The Republic of Cows

Somewhere off the coast of Alaska lies the island of Chirikof, which is home to zero full-time humans but somewhere north of 2,000 feral cattle. The herd has been there for a century, its habitat enshrined as a federally protected wildlife preserve. However, as Jude Isabella makes clear in this beautifully rendered travel/nature feature (with photography to match), such a status might not be best for the rest of the area’s wildlife—or even for the cows themselves.

On the floor, a cow’s head resembles a Halloween mask, horns up, eye sockets facing the door, snout resting close to what looks like a rusted engine. Half the head is bone, half is covered with hide and keratin. Femurs and ribs and backbone scatter the floor, amid bits and bobs of machinery.

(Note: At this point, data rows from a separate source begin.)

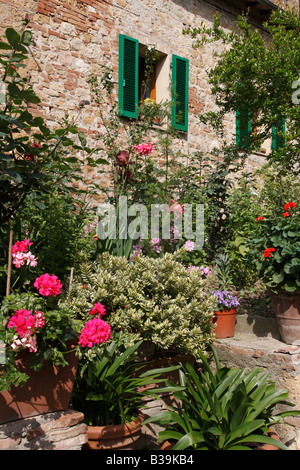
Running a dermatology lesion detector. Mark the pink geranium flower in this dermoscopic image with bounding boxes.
[33,273,62,297]
[135,142,153,156]
[12,238,32,255]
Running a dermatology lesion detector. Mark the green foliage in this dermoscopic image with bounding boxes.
[71,250,216,355]
[72,335,180,426]
[144,347,300,451]
[185,9,300,174]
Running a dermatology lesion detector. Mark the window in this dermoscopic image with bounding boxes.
[119,34,189,131]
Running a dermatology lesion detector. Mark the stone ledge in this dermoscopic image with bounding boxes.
[0,410,87,450]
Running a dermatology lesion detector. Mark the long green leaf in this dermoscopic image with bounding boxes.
[173,431,205,450]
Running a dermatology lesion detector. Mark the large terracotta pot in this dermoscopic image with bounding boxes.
[0,350,78,424]
[269,291,300,344]
[212,308,236,338]
[85,413,144,450]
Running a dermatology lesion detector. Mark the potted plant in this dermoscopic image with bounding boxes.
[72,324,181,450]
[144,347,300,450]
[0,239,86,423]
[212,290,239,338]
[250,202,300,344]
[0,294,78,423]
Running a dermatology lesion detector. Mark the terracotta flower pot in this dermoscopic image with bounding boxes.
[0,350,78,424]
[269,291,300,344]
[85,413,144,450]
[212,308,236,338]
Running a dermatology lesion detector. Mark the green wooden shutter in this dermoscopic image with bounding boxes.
[236,105,251,148]
[172,54,189,132]
[119,34,139,119]
[272,118,285,151]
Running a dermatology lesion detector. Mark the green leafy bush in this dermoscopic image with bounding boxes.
[144,348,300,450]
[72,335,180,426]
[71,250,216,357]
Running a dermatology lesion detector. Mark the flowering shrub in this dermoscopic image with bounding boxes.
[7,309,45,352]
[135,142,153,156]
[79,317,111,348]
[212,290,240,311]
[33,273,62,297]
[248,202,300,292]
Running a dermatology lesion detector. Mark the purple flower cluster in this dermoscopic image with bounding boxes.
[211,290,240,309]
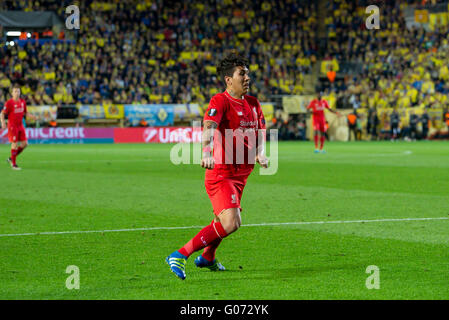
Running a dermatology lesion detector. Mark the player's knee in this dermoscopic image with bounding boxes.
[220,209,242,235]
[221,219,240,235]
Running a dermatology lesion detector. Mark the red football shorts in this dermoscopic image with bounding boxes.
[313,118,326,132]
[8,126,27,143]
[204,175,248,216]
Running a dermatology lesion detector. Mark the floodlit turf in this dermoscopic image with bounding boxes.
[0,142,449,300]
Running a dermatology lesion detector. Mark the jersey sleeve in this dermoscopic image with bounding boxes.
[2,101,10,115]
[307,100,313,109]
[204,96,226,125]
[257,101,267,129]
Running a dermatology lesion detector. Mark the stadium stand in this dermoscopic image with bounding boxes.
[0,0,317,105]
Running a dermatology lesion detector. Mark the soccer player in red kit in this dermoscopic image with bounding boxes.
[166,53,268,280]
[0,86,28,170]
[307,92,340,153]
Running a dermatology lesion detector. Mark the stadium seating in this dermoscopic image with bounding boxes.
[0,0,317,105]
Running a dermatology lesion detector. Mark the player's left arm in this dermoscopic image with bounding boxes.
[256,101,268,168]
[23,101,36,122]
[324,100,341,117]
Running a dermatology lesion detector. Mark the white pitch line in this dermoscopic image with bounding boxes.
[0,217,449,237]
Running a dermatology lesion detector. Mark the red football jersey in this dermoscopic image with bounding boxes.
[2,99,27,127]
[307,99,329,121]
[204,91,266,175]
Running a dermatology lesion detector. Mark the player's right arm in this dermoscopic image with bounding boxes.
[201,95,225,169]
[0,102,8,129]
[201,120,218,169]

One day, for reasons unknown, this cow wedged herself into an old shed and died.

Cattle loom large in death, their bodies lingering. Their suffering—whether or not by human hands—is tangible. Through size, domestication, and ubiquity, they take up a disproportionate amount of space physically, and through anthropomorphism, they grab a disproportionate amount of human imagination and emotion. When Frank Murkowski said Alaska should leave one island to the cattle, he probably pictured a happy herd rambling a vast, unfenced pasture—not an island full of bones or heifer-buckling bulls.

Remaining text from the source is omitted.